Wachstum
Deutschlands Wachstumskräfte stärken
Wirtschaftswachstum ist die Grundlage unseres Wohlstands. Damit der Wohlstand erhalten bleibt, darf das Wachstum nicht abflachen. Mehr Wertschöpfungsaktivitäten müssen am Standort Deutschland ermöglicht werden. Eine zentrale Aufgabe der Wirtschaftspolitik ist daher die Verbesserung der Rahmenbedingungen für Unternehmen.

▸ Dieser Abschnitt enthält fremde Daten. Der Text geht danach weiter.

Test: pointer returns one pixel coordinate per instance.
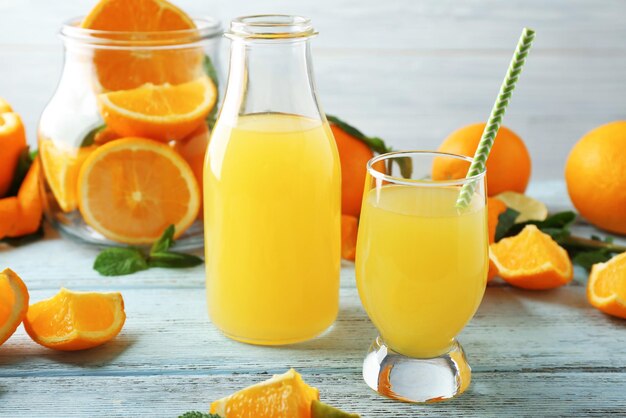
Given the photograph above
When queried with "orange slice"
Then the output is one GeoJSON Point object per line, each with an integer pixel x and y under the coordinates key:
{"type": "Point", "coordinates": [284, 395]}
{"type": "Point", "coordinates": [532, 260]}
{"type": "Point", "coordinates": [71, 321]}
{"type": "Point", "coordinates": [131, 189]}
{"type": "Point", "coordinates": [61, 167]}
{"type": "Point", "coordinates": [13, 303]}
{"type": "Point", "coordinates": [122, 69]}
{"type": "Point", "coordinates": [162, 112]}
{"type": "Point", "coordinates": [606, 288]}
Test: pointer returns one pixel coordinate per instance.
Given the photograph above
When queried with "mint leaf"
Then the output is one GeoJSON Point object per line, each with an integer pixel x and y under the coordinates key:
{"type": "Point", "coordinates": [165, 242]}
{"type": "Point", "coordinates": [506, 221]}
{"type": "Point", "coordinates": [557, 226]}
{"type": "Point", "coordinates": [171, 259]}
{"type": "Point", "coordinates": [196, 414]}
{"type": "Point", "coordinates": [120, 261]}
{"type": "Point", "coordinates": [375, 143]}
{"type": "Point", "coordinates": [91, 136]}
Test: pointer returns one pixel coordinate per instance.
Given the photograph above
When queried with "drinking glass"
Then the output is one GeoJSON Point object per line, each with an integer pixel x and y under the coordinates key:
{"type": "Point", "coordinates": [421, 269]}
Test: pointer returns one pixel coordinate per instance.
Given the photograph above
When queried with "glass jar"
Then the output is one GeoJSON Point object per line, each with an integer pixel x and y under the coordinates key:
{"type": "Point", "coordinates": [129, 117]}
{"type": "Point", "coordinates": [272, 191]}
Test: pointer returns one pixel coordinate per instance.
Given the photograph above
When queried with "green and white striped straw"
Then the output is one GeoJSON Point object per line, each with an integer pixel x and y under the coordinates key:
{"type": "Point", "coordinates": [495, 119]}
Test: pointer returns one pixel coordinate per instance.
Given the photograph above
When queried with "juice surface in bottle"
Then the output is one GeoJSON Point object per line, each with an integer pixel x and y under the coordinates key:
{"type": "Point", "coordinates": [421, 272]}
{"type": "Point", "coordinates": [272, 228]}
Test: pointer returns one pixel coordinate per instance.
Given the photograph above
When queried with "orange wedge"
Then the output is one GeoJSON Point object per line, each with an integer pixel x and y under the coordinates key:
{"type": "Point", "coordinates": [120, 69]}
{"type": "Point", "coordinates": [532, 260]}
{"type": "Point", "coordinates": [13, 303]}
{"type": "Point", "coordinates": [61, 166]}
{"type": "Point", "coordinates": [131, 189]}
{"type": "Point", "coordinates": [284, 395]}
{"type": "Point", "coordinates": [71, 321]}
{"type": "Point", "coordinates": [606, 288]}
{"type": "Point", "coordinates": [165, 112]}
{"type": "Point", "coordinates": [12, 143]}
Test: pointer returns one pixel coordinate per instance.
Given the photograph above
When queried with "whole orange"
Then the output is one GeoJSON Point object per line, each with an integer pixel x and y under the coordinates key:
{"type": "Point", "coordinates": [595, 173]}
{"type": "Point", "coordinates": [508, 165]}
{"type": "Point", "coordinates": [353, 155]}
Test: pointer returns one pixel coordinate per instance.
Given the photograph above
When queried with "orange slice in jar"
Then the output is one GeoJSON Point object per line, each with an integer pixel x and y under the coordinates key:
{"type": "Point", "coordinates": [130, 67]}
{"type": "Point", "coordinates": [164, 112]}
{"type": "Point", "coordinates": [131, 189]}
{"type": "Point", "coordinates": [61, 166]}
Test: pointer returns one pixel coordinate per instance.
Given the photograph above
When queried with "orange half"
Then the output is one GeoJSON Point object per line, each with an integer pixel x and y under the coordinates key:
{"type": "Point", "coordinates": [284, 395]}
{"type": "Point", "coordinates": [532, 260]}
{"type": "Point", "coordinates": [131, 189]}
{"type": "Point", "coordinates": [162, 112]}
{"type": "Point", "coordinates": [606, 288]}
{"type": "Point", "coordinates": [71, 321]}
{"type": "Point", "coordinates": [122, 69]}
{"type": "Point", "coordinates": [13, 303]}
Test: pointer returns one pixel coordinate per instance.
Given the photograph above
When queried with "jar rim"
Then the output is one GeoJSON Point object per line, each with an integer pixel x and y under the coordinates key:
{"type": "Point", "coordinates": [206, 28]}
{"type": "Point", "coordinates": [271, 26]}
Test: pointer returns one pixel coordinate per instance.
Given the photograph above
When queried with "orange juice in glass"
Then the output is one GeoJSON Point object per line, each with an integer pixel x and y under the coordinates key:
{"type": "Point", "coordinates": [421, 268]}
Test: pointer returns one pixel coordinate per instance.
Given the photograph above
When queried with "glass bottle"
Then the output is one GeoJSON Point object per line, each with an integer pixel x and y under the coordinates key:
{"type": "Point", "coordinates": [272, 187]}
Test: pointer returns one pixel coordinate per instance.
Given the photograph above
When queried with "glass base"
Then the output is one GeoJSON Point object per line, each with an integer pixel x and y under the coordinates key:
{"type": "Point", "coordinates": [414, 379]}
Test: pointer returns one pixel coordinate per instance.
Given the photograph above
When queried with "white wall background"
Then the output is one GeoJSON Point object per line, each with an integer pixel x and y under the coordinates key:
{"type": "Point", "coordinates": [408, 71]}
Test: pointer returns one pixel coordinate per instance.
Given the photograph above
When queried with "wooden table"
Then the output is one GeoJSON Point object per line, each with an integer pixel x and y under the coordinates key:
{"type": "Point", "coordinates": [533, 353]}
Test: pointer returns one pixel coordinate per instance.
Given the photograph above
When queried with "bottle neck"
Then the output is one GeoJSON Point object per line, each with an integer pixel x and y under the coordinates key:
{"type": "Point", "coordinates": [270, 77]}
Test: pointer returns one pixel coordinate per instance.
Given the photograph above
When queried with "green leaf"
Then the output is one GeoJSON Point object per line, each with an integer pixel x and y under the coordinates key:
{"type": "Point", "coordinates": [164, 242]}
{"type": "Point", "coordinates": [211, 72]}
{"type": "Point", "coordinates": [171, 259]}
{"type": "Point", "coordinates": [556, 225]}
{"type": "Point", "coordinates": [321, 410]}
{"type": "Point", "coordinates": [24, 162]}
{"type": "Point", "coordinates": [196, 414]}
{"type": "Point", "coordinates": [587, 259]}
{"type": "Point", "coordinates": [89, 139]}
{"type": "Point", "coordinates": [506, 221]}
{"type": "Point", "coordinates": [376, 144]}
{"type": "Point", "coordinates": [120, 261]}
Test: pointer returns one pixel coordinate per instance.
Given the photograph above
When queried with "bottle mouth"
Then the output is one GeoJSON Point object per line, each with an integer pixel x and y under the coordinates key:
{"type": "Point", "coordinates": [206, 28]}
{"type": "Point", "coordinates": [271, 26]}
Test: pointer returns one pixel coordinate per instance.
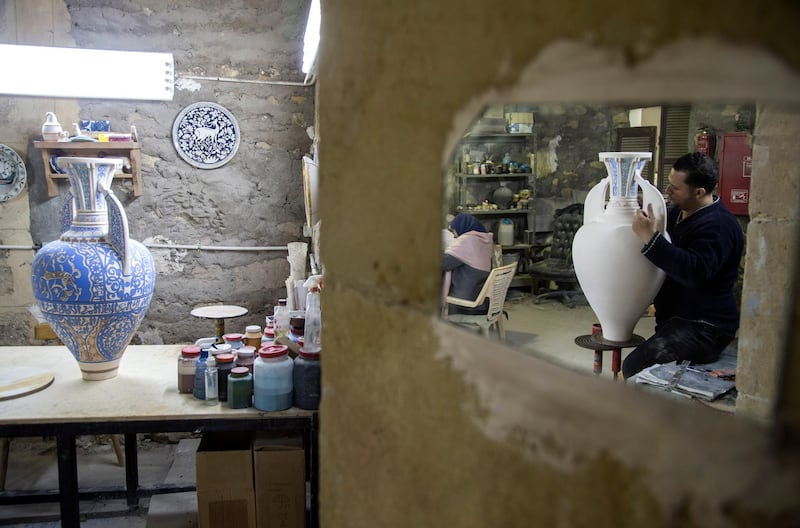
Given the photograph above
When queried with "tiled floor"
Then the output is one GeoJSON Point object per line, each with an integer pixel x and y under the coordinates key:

Wirtschaftswachstum, gemessen als Anstieg des Bruttoinlandsprodukts (BIP), ist die Zunahme der Menge produzierter Güter und Dienstleistungen einer Volkswirtschaft. Das Wachstum der Volkswirtschaft ist dabei kein Selbstzweck, sondern Ausdruck erfolgreicher Wirtschaftspolitik. Erst ein Standort mit prosperierenden Unternehmen bietet dauerhaft die Voraussetzungen für Arbeit, Erwerbseinkommen und damit für die materielle Lebensgrundlage der meisten Menschen. Sie langfristig zu gewährleisten und nach Möglichkeit zu verbessern setzt Wirtschaftswachstum voraus.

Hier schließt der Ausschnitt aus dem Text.